Key Insights:
- Hyperliquid crypto weekend volume hit $720M as oil and silver volatility drove on-chain macro trading demand.
- Oil-linked trades surged on Hyperliquid, with $160M in oil perps traded as crude climbed above $110.
- HYPE price remains nearly 50% below its peak despite rising trading activity and record volumes.
Hyperliquid crypto recorded a new all-time high in weekend trading volume as geopolitical tensions drove demand for on-chain macro trades. Data from Pine Analytics showed that HIP-3 weekend volume reached about $720 million, led primarily by tradexyz activity.
The data shows that commodity market volatility is beginning to influence trading activity on decentralized derivatives platforms. According to Pine Analytics, recent spikes in trading followed two separate demand waves tied to price shocks in silver and crude oil.

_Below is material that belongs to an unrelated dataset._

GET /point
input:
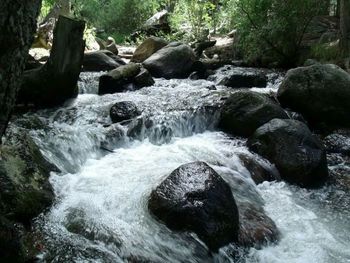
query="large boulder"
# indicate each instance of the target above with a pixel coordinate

Hyperliquid Crypto Weekend Volume Rises After Commodity Volatility
Pine Analytics reported that tradexyz volume remained stable between November 20 and January 12. Weekday activity averaged between $300 million and $500 million. Weekend trading during that period ranged from $50 million to $100 million.
However, the trend changed on January 12 when silver began a rapid price rally. The metal surged from $85 to $114 in less than two weeks. Soon after, the price dropped sharply to about $80 over the course of a single day.
Pine Analytics said the extreme volatility created the first meaningful retail demand wave for tradexyz. As traders reacted to HYPE price shifts, the platform recorded peak weekday silver trading of $4.67 billion. Weekend silver trading also climbed and reached about $460 million.

A second wave of demand emerged later in February as geopolitical tensions intensified. The conflict between the United States, Israel, and Iran began on February 28.
According to Hyperliquid crypto news, Pine Analytics said the situation pushed traders toward CL perpetual contracts on Hyperliquid. As a result, the platform recorded a record $630 million in trading activity the previous weekend. Oil prices continued to rise over the following 9 days, climbing about 80%.
That market environment ultimately set a new weekend record. According to Pine Analytics, tradexyz generated approximately $720 million in weekend volume. That marked a new record for HIP-3 trading activity.
Oil War Bets Drive Surge in Tokenized Commodity Perpetuals
The surge in oil trading also appeared in activity across Hyperliquid’s order books. A report from DL News stated that traders rushed into tokenized oil perpetual contracts as crude surged sharply.
Oil climbed about 30% and moved above $110 per barrel on Sunday. During the same period, more than $160 million in oil contract volume traded on Hyperliquid within 24 hours.
Hyunsu Jung, CEO of Hyperliquid treasury firm Hyperion DeFi, described the shift in market activity during an interview with DL News. “Pandora’s box is open,” Jung said while discussing the growth of on-chain financial trading.
Jung also stated that tokenized traditional assets have represented as much as 30% of daily trading volume during peak periods in recent months. However, he noted that pseudonymous accounts make it difficult to measure how much capital from traditional finance has moved on-chain.
According to Jung, some traditional financial firms are using Hyperliquid crypto for macro hedging and price discovery. Industry figures, including Kenny Chan of Coinbase’s Stablecoin Ecosystem and Gabe Selby of CF Benchmarks, have also pointed to the increase in tokenized asset trading.
Hyperliquid Crypto Price Remains Low Despite Trading Growth
Despite the increase in trading activity, the HYPE price has not reflected the same momentum. According to CoinMarketCap data, the token remains nearly 50% below its September peak and currently trades just above $30.

As of the latest update from CoinMarketCap, Hyperliquid crypto traded at $31.01 with $235.8M in 24-hour volume and a 1.76% daily gain.